# isONclust3
A rust implementation of a novel de novo clustering algorithm.
isONclust3 is a tool for clustering either PacBio Iso-Seq reads, or Oxford Nanopore reads into clusters, where each cluster represents all reads that came from a gene family. Output is a tsv file with each read assigned to a cluster-ID and a folder 'fastq' containing one fastq file per cluster generated.

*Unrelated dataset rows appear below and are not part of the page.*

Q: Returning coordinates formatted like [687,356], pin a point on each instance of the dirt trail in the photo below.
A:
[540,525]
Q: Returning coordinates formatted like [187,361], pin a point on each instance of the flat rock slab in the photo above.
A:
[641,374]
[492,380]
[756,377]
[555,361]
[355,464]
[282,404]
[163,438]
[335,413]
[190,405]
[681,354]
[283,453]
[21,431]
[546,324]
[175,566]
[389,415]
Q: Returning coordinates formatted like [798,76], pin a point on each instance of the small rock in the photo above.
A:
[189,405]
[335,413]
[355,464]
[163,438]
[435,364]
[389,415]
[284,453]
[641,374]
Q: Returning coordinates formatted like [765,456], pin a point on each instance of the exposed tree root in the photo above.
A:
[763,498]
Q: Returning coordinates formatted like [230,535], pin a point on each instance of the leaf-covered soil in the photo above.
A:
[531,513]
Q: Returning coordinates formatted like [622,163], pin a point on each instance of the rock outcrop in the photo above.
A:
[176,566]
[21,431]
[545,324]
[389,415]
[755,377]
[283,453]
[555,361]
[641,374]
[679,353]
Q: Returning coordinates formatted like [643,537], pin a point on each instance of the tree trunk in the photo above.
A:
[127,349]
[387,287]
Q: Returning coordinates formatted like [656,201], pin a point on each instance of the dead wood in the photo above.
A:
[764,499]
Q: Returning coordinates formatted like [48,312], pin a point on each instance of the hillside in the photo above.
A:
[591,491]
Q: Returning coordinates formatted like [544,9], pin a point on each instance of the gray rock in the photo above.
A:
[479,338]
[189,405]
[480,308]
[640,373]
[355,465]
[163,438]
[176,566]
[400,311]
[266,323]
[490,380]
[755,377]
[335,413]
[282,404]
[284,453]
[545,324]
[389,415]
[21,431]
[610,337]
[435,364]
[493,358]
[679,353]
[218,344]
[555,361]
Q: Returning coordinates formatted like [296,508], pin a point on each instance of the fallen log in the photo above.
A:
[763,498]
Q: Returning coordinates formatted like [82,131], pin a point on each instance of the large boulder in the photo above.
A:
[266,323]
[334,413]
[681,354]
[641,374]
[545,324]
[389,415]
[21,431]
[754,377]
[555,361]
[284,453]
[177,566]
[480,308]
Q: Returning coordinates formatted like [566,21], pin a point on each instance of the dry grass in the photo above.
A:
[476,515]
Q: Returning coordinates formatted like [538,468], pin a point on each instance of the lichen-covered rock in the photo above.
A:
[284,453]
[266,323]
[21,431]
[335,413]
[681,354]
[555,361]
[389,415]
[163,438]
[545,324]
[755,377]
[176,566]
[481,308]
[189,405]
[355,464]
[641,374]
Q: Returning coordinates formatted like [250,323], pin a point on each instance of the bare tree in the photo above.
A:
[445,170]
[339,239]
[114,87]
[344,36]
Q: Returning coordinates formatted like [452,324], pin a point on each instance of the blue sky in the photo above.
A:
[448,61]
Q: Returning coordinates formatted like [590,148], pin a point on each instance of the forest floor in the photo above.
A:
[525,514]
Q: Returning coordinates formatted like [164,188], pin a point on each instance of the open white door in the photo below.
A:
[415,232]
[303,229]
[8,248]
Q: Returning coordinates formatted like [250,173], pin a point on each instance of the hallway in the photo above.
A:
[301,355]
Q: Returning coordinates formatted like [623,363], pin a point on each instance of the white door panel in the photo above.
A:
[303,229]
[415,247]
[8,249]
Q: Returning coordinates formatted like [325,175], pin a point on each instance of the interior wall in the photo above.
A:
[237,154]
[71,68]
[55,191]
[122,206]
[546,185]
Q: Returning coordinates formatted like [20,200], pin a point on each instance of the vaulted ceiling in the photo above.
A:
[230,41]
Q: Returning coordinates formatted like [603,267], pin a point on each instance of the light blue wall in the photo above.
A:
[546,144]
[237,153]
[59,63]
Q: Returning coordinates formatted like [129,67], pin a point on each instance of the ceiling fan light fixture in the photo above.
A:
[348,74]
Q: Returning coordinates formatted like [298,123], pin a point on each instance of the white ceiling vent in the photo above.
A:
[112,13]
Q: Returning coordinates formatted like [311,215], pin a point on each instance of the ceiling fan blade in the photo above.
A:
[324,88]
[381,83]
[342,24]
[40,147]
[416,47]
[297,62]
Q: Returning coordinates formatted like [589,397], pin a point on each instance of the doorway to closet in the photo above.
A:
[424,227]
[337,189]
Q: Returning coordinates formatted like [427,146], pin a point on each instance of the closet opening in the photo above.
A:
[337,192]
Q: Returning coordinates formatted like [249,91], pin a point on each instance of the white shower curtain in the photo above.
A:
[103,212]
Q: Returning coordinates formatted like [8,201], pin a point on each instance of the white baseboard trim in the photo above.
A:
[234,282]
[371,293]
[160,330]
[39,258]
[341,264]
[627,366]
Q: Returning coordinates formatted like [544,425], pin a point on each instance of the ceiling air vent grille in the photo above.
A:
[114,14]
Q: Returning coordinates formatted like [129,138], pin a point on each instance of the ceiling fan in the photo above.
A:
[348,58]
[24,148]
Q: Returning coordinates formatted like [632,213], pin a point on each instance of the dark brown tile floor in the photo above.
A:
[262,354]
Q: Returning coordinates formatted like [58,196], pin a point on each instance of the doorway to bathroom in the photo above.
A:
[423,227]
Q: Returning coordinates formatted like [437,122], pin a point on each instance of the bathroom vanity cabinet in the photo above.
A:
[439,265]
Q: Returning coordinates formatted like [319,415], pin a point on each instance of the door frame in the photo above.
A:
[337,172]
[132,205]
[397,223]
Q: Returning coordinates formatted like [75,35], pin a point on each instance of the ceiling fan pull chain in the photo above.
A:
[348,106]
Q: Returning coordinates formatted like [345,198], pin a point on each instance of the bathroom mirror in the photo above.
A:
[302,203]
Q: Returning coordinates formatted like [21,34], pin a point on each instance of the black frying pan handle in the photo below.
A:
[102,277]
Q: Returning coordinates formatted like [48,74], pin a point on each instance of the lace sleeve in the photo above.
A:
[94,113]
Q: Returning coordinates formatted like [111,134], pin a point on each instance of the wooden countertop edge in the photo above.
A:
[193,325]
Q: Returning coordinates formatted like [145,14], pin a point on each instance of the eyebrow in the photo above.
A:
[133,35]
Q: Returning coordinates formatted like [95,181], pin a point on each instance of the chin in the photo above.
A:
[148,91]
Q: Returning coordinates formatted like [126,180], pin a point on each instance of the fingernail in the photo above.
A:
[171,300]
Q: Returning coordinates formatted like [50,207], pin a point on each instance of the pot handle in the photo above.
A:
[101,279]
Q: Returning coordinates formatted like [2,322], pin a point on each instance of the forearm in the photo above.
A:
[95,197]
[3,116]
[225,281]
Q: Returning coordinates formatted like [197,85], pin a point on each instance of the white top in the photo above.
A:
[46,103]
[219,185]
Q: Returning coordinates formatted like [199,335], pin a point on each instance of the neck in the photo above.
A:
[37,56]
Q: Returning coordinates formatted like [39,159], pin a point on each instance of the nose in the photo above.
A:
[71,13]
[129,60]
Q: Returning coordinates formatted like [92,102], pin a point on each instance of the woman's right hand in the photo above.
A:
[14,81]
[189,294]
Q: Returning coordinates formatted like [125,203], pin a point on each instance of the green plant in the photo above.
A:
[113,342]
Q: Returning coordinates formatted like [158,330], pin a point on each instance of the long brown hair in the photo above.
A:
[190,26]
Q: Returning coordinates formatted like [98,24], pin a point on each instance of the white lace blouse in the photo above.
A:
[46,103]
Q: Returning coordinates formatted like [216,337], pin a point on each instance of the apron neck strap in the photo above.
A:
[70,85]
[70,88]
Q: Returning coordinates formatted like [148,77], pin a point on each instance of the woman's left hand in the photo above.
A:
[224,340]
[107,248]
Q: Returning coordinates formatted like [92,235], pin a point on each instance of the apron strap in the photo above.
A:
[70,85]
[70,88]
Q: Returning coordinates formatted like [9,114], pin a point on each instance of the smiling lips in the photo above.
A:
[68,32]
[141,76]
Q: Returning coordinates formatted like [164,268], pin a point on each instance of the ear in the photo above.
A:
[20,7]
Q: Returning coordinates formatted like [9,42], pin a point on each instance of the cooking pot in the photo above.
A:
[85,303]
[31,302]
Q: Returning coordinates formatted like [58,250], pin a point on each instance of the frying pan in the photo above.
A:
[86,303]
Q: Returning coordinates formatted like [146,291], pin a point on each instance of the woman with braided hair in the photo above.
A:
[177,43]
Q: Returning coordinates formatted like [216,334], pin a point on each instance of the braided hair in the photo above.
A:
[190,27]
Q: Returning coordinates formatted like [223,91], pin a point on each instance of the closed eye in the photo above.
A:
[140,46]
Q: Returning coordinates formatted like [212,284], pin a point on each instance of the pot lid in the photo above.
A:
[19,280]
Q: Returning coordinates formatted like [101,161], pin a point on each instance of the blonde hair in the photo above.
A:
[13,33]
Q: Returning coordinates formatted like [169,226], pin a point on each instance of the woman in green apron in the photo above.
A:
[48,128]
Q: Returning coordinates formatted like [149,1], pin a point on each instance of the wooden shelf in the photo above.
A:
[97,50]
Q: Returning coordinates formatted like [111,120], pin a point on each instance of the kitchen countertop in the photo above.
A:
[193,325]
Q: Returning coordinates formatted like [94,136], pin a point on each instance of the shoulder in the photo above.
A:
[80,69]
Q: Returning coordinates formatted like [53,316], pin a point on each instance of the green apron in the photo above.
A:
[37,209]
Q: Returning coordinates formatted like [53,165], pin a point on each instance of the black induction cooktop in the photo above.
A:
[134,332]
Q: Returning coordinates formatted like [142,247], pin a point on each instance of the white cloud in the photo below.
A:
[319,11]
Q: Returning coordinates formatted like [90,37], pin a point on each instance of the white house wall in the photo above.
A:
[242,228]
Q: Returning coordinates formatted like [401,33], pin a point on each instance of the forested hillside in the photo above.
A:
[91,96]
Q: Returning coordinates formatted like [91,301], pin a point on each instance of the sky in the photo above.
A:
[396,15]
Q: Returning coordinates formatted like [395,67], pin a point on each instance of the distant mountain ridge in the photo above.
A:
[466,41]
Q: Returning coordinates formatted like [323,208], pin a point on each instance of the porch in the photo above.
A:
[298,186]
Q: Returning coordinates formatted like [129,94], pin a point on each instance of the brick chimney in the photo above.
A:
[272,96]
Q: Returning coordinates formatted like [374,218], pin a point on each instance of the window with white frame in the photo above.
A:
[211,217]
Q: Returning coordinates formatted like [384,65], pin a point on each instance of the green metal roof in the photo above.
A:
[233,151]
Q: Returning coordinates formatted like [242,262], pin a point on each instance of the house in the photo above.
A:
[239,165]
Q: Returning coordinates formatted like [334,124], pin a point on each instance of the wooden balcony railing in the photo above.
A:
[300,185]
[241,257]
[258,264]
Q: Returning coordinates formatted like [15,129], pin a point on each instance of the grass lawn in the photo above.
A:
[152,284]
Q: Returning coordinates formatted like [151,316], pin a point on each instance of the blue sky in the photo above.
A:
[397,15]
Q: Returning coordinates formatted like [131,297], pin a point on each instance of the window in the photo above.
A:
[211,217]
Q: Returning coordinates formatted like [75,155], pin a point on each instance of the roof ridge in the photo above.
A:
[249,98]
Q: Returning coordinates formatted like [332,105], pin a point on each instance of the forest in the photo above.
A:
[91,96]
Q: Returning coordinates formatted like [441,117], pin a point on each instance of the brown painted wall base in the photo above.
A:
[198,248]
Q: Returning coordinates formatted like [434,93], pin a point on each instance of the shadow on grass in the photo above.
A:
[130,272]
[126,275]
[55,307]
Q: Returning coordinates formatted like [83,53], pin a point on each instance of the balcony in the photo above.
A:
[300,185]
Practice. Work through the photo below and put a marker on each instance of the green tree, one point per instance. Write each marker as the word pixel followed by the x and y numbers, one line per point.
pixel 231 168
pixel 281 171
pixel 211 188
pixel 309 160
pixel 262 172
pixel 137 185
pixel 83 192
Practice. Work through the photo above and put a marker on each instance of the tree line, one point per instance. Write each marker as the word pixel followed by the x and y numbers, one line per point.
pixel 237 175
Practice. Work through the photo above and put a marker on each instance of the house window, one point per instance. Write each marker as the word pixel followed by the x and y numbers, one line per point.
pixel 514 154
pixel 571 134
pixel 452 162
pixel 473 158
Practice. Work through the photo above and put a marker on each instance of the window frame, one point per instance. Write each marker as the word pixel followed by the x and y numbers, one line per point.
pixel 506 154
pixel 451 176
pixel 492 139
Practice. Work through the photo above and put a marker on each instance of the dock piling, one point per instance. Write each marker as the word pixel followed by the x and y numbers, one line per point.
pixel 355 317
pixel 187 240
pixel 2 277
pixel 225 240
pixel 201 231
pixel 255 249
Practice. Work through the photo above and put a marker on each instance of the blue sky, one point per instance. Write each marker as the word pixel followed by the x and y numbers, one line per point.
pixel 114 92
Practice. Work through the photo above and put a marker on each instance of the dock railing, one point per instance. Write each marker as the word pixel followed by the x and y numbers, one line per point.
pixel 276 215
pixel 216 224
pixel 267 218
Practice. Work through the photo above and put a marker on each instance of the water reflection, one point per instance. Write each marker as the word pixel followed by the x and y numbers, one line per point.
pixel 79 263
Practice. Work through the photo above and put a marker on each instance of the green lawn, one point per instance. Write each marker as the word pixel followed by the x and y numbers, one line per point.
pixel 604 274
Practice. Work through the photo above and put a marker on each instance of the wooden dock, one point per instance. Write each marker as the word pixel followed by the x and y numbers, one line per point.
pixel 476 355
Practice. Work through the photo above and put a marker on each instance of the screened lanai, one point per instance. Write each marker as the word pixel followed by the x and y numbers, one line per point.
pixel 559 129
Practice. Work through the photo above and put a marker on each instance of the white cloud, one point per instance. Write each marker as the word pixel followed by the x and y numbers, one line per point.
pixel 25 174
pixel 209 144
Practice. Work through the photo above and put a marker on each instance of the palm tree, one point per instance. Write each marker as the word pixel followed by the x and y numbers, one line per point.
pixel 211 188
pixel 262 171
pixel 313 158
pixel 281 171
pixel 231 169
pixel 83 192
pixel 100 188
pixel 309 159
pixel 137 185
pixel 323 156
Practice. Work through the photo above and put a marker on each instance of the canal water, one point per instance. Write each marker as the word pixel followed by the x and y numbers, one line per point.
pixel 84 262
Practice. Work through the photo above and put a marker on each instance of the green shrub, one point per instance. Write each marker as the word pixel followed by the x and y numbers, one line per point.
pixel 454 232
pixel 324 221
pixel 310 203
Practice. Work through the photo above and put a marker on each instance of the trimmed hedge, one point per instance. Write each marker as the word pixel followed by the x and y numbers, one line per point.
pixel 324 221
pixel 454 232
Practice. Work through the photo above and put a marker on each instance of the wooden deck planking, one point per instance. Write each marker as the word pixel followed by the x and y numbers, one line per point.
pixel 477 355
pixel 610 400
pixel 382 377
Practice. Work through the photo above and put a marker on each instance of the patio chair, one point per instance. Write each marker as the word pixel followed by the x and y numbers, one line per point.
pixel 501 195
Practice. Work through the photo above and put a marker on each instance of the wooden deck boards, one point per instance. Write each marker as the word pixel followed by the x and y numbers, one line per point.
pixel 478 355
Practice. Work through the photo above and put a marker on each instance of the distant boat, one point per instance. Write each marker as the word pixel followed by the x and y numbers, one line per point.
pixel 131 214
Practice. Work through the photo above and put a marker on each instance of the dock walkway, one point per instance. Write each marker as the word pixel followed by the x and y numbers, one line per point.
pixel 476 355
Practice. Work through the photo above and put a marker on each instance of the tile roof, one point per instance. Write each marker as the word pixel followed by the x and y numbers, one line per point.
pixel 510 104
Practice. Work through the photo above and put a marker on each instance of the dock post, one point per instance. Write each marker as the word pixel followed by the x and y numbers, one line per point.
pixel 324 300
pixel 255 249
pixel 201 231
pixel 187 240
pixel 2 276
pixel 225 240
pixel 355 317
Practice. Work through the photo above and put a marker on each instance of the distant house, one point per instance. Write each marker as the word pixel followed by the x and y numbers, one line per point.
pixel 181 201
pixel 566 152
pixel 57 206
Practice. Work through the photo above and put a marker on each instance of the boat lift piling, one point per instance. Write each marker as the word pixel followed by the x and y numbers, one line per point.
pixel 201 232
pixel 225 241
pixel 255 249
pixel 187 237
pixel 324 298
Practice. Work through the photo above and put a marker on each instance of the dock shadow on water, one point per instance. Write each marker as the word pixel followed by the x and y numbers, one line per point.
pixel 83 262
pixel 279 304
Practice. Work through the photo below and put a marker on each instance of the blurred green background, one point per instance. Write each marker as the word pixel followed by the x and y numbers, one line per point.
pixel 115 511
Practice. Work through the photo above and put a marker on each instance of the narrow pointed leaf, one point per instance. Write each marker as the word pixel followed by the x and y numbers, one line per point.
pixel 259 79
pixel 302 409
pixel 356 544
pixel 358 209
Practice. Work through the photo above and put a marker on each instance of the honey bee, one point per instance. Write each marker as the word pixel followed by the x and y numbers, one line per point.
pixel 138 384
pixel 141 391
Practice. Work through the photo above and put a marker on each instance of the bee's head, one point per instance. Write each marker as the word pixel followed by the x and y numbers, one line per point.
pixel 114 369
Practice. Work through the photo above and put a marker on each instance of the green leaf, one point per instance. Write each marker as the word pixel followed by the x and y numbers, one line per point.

Detailed information is available in the isONclust3 paper.
# Table of contents
1. [Installation](#installation)
2. [Output](#output)
3. [Running isONclust3](#Running)
4. [Contact](#contact)
5. [Credits](#credits)
## Installation Guide
At the moment building from source is the only option to install the tool. This requires users to install the Rust programming language onto their system.
## Installing Rust
You can install rust via
`curl --proto '=https' --tlsv1.2 -sSf https://sh.rustup.rs | sh` (for macOS and Linux or other Unix-based OS). For Windows please follow the instructions on the following site: https://forge.rust-lang.org/infra/other-installation-methods.html .
## Installation
After cloning the repository via `git clone https://github.com/aljpetri/isONclust3.git` use the following two commands to compile the code:
`cd isONclust3`
`cargo build --release` ( Compile the current package, the executable is then located in target/release)
## Running isONclust3
IsONclust3 can be used on either Pacbio data or ONT data.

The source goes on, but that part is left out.